Second, DPP-2011 must address the lengthy evaluation procedures, which entail 11 phases starting from services requirements till post-contract management with seven committees in between for evaluation and 13 different departmental organs to examine and vet the process. With seven of the 11 phases having scope for time extension, it is no surprise that even a normal acquisition decision takes a long time. Competing vendors’ allegations and counter-allegations make the matter worse as the MoD officials tend to play safe while dealing with such situations.
Third, DPP-2011 created class divisions among industries by categorising them under different heads. At least three conflictual situations are visualised—between foreign prime contractors and major Indian companies, between state-owned and large private Indian companies, and between large private Indian companies and SMEs. Similarly, ways of acquisition through ‘buy’, ‘buy and make’, ‘buy and make Indian’ and ‘make’ are too many overlapping categories that need to be simplified. Introducing new guidelines for shipbuilding for private shipyards in DPP-2011 also needs further clarification as it might create a class division instead of healthy competition.
Fourth, a workable offset policy still eludes the initiator and the beneficiary. Since the offsets clause was introduced in DPP-2005, the mandarins have complicated the provisions further. A 30% direct offset as an industrial compensation package will neither bring in critical technical knowledge nor help Indian system integrators—state-owned or private. At best, it can create a secondary assembly line manufacturing base, which India does not desire.
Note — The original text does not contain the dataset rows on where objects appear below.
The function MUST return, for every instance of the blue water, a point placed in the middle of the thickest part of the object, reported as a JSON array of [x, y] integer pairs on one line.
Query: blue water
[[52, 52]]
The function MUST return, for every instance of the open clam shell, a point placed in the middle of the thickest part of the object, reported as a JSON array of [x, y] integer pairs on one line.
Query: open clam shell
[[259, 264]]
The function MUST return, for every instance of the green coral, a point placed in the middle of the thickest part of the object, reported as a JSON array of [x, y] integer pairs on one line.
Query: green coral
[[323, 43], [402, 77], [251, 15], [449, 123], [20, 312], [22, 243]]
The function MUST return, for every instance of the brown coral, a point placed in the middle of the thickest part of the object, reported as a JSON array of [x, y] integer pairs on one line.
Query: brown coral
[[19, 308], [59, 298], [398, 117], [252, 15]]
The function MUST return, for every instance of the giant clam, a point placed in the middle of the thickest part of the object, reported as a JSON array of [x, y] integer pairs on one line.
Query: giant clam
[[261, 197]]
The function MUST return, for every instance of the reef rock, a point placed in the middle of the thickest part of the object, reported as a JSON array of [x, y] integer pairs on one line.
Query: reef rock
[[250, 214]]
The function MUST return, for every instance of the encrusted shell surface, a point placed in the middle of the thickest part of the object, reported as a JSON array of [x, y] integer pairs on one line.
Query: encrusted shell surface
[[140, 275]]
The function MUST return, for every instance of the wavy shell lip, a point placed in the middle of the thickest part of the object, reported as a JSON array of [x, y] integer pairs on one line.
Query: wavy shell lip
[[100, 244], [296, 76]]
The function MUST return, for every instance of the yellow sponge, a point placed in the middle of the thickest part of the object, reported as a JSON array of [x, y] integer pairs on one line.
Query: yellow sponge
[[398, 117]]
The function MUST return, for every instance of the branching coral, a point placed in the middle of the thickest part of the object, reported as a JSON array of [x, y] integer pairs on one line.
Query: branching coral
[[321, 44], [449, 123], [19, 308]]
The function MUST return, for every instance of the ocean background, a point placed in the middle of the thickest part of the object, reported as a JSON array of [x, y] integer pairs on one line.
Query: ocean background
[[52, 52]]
DPP-2011 seems to have developed complications by expanding the scope of offsets, thanks primarily to the demands of the foreign vendors, into civil aerospace, internal security and training domains whose implementation process is likely to witness inter-departmental/ministerial conflicts of interests between the MoD, ministry of home affairs, ministry of civil aviation and ministry of commerce.
Fifth, DPP-2011 has so far failed to adequately address the issue of ToT of critical systems, which lies at the heart of India’s defence acquisition policy along with self-reliance. In most cases, the DPP complicates ToT provisions with licence production.
Lastly, DPP-2011 must address the structural aspects of defence acquisition by clearly defining the role of each organ in the process, which, in turn, requires further reforms in both participatory and exclusive activities within the government and outside. In the absence of a clear structure, agencies within the MoD virtually operate in silos that can only be broken if horizontal interaction takes place among various agencies, ministries as well as armed forces.
One does not need a historiographer’s findings to understand the central problem that the Indian state is facing in its defence procurement today. It lies with intentions, structure, and accountability.